How to (almost) win Kaggle competitions

Last week, I gave a talk at the Data Science Sydney Meetup group about some of the lessons I learned through almost winning five Kaggle competitions. The core of the talk was ten tips, which I think are worth putting in a post (the original slides are here). Some of these tips were covered in my beginner tips post from a few months ago. Similar advice was also recently published on the Kaggle blog – it’s great to see that my tips are in line with the thoughts of other prolific kagglers.

Tip 1: RTFM

It’s surprising to see how many people miss out on important details, such as remembering the final date to make the first submission. Before jumping into building models, it’s important to understand the competition timeline, be able to reproduce benchmarks, generate the correct submission format, etc.

Tip 2: Know your measure

A key part of doing well in a competition is understanding how the measure works. It’s often easy to obtain significant improvements in your score by using an optimisation approach that is suitable to the measure. A classic example is optimising the mean absolute error (MAE) versus the mean square error (MSE). It’s easy to show that given no other data for a set of numbers, the predictor that minimises the MAE is the median, while the predictor that minimises the MSE is the mean. Indeed, in the EMC Data Science Hackathon we fell back to the median rather than the mean when there wasn’t enough data, and that ended up working pretty well.

Tip 3: Know your data

In Kaggle competitions, overspecialisation (without overfitting) is a good thing. This is unlike academic machine learning papers, where researchers often test their proposed method on many different datasets. This is also unlike more applied work, where you may care about data drifting and whether what you predict actually makes sense. Examples include the Hackathon, where the measures of pollutants in the air were repeated for consecutive hours (i.e., they weren’t really measured); the multi-label Greek article competition, where I found connected components of labels (doesn’t generalise well to other datasets); and the Arabic writers competition, where I used histogram kernels to deal with the features that we were given. The general lesson is that custom solutions win, and that’s why the world needs data scientists (at least until we are replaced by robots).

Tip 4: What before how

It’s important to know what you want to model before figuring out how to model it.

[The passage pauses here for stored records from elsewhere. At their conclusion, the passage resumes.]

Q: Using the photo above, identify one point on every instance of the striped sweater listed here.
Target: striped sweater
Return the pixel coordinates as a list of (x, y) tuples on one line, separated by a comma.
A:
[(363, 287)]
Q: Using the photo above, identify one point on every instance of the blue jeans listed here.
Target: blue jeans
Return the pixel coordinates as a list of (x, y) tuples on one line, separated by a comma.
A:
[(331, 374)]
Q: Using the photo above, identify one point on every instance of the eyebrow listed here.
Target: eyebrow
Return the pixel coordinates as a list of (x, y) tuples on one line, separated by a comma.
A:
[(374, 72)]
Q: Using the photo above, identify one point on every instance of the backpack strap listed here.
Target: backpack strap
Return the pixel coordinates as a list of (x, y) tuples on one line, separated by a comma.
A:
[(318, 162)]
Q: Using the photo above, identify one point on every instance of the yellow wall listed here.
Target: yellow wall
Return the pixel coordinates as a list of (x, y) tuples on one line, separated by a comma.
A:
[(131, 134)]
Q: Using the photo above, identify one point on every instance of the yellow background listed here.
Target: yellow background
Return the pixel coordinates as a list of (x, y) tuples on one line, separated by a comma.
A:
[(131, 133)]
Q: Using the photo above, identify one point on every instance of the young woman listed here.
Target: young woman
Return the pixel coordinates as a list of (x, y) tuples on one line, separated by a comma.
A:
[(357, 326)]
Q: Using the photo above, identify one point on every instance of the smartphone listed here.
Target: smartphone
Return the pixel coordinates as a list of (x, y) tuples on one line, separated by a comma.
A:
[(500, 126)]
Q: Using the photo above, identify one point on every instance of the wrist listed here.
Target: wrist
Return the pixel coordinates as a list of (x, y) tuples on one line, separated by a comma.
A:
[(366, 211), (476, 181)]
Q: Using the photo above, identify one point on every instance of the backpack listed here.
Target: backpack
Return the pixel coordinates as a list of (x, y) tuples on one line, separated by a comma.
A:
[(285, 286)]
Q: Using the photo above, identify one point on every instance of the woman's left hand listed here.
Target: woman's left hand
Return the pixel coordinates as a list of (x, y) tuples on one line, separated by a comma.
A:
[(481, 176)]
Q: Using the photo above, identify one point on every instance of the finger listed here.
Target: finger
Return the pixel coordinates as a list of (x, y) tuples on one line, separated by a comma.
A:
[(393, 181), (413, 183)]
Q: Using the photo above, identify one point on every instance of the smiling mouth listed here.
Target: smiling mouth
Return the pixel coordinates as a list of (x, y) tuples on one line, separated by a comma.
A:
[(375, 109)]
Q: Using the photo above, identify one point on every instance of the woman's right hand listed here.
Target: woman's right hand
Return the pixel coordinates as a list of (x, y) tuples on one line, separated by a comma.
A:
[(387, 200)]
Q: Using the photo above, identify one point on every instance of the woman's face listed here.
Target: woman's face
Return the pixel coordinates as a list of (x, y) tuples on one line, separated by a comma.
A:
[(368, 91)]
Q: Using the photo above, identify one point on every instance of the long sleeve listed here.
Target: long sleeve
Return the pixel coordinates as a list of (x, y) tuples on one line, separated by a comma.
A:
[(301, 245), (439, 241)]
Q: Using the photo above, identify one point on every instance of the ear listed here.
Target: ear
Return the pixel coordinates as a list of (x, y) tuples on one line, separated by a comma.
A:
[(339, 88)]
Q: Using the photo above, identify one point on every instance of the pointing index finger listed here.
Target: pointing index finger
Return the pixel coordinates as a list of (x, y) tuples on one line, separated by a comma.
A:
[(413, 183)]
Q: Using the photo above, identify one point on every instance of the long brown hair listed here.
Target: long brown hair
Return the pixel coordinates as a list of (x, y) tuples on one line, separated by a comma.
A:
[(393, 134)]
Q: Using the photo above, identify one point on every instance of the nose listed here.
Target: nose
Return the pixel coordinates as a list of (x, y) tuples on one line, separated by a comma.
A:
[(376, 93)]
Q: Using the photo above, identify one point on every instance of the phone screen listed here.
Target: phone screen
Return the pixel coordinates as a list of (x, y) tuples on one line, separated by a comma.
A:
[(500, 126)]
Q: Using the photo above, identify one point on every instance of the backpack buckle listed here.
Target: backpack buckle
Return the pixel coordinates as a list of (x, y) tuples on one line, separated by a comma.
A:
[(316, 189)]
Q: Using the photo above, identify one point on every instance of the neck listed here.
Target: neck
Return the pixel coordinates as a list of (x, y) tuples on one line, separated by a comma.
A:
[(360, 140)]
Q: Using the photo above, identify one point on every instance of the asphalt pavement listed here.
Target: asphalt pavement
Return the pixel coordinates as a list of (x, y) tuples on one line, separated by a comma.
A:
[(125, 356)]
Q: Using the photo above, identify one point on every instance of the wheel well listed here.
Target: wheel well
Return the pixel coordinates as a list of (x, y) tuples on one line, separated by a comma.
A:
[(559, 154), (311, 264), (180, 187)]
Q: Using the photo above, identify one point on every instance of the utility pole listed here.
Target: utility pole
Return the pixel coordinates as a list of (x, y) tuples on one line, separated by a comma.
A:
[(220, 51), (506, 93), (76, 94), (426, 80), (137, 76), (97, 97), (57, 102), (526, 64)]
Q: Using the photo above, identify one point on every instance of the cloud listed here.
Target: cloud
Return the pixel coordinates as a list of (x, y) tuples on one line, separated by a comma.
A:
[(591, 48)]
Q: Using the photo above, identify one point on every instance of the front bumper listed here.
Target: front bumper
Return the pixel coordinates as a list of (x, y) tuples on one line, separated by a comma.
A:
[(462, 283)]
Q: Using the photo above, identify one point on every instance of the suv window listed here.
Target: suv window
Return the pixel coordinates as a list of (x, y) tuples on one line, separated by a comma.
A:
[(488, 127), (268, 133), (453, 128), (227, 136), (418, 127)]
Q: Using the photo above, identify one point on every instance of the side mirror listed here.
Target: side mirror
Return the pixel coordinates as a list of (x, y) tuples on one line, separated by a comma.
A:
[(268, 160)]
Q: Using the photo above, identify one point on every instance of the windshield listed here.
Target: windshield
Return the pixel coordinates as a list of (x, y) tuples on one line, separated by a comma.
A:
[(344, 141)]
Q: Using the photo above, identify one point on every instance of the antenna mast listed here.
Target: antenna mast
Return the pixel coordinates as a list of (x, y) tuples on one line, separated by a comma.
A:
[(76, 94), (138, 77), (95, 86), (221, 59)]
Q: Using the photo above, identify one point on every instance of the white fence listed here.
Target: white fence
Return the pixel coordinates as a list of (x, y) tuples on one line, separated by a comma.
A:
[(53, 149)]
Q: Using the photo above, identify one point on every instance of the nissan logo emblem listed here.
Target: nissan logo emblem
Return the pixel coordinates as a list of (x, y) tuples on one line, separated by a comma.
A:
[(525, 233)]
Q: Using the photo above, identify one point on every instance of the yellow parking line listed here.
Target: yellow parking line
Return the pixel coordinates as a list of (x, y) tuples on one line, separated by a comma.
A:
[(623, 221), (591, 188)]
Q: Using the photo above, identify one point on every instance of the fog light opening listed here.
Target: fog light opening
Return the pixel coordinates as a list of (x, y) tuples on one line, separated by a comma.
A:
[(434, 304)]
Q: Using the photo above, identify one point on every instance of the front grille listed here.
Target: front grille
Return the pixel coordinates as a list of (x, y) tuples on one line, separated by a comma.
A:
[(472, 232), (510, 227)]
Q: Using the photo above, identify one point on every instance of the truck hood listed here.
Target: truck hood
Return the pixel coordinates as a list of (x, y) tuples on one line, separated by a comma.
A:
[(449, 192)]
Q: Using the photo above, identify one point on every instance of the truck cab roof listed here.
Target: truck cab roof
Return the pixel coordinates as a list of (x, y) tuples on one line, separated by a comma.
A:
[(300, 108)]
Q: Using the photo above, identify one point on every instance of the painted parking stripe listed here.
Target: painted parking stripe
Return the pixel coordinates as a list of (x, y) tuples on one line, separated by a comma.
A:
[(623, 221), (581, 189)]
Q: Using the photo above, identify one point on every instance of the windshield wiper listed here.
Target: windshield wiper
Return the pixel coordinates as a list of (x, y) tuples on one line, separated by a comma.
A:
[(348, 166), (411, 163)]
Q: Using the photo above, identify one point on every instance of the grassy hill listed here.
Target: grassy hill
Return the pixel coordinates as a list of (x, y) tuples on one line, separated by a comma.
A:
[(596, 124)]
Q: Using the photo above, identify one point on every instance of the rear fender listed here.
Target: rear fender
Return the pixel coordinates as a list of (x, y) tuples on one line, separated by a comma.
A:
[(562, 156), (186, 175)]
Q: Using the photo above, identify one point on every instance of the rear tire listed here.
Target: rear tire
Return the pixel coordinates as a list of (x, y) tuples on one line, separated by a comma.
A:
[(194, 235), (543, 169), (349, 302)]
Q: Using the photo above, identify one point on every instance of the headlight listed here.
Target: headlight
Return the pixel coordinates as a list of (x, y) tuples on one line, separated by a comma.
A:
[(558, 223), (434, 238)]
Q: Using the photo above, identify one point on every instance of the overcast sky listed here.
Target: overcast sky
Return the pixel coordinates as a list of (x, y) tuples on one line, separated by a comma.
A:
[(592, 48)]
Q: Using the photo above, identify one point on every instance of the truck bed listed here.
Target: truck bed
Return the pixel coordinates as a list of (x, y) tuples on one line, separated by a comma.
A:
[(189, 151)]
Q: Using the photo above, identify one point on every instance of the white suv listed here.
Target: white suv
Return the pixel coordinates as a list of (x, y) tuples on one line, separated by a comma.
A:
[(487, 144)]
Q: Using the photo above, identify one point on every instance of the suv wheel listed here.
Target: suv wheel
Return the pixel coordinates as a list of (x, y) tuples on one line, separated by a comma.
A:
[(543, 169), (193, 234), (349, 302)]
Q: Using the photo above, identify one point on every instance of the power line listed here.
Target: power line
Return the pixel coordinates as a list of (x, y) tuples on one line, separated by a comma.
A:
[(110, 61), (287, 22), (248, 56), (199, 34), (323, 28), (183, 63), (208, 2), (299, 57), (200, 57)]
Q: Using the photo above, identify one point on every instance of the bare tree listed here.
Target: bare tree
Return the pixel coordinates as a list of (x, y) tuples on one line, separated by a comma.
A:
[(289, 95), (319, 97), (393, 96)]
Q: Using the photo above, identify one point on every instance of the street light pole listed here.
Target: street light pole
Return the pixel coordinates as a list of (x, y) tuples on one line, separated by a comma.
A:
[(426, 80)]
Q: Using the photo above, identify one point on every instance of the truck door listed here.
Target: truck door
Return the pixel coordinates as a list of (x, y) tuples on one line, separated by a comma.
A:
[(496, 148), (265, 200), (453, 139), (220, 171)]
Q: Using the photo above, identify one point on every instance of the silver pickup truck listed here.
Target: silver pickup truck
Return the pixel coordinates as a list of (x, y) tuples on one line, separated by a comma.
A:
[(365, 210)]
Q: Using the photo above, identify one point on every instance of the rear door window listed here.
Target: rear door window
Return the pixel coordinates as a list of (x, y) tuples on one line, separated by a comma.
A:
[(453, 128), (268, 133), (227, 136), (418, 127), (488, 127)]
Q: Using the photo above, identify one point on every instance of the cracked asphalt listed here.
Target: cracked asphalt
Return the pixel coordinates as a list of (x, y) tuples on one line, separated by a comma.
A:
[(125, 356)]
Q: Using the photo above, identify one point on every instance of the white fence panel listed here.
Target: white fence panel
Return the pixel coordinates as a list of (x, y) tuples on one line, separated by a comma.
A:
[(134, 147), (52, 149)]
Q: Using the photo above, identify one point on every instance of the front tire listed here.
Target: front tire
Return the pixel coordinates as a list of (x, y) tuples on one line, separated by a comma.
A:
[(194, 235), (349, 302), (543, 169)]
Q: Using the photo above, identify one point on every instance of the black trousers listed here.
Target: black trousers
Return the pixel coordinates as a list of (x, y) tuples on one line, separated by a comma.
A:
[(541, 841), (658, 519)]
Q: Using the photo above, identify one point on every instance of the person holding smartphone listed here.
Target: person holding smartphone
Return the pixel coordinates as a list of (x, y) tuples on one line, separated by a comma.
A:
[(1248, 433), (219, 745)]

It seems like many beginners tend to worry too much about which tool to use (Python or R? Logistic regression or SVMs?), when they should be worrying about understanding the data and what useful patterns they want to capture. For example, when we worked on the Yandex search personalisation competition, we spent a lot of time looking at the data and thinking what makes sense for users to be doing. In that case it was easy to come up with ideas, because we all use search engines. But the main message is that to be effective, you have to become one with the data.

Tip 5: Do local validation

This is a point I covered in my Kaggle beginner tips post. Having a local validation environment allows you to move faster and produce more reliable results than when relying on the leaderboard. The main scenarios when you should skip local validation is when the data is too small (a problem I had in the Arabic writers competition), or when you run out of time (towards the end of the competition).

Tip 6: Make fewer submissions

In addition to making you look good, making few submissions reduces the likelihood of overfitting the leaderboard, which is a real problem. If your local validation is set up well and is consistent with the leaderboard (which you need to test by making one or two submissions), there’s really no need to make many submissions. Further, if you’re doing well, making submissions erodes your competitive advantage by showing your competitors what scores are obtainable and motivating them to work harder. Just resist the urge to submit, unless you have a really good reason.

Tip 7: Do your research

For any given problem, it’s likely that there are people dedicating their lives to its solution. These people (often academics) have probably published papers, benchmarks and code, which you can learn from. Unlike actually winning, which is not only dependent on you, gaining deeper knowledge and understanding is the only sure reward of a competition. This has worked well for me, as I’ve learned something new and applied it successfully in nearly every competition I’ve worked on.

Tip 8: Apply the basics rigorously

While playing with obscure methods can be a lot of fun, it’s often the case that the basics will get you very far. Common algorithms have good implementations in most major languages, so there’s really no reason not to try them. However, note that when you do try any methods, you must do some minimal tuning of the main parameters (e.g., number of trees in a random forest or the regularisation of a linear model). Running a method without minimal tuning is worse than not running it at all, because you may get a false negative – giving up on a method that actually works very well.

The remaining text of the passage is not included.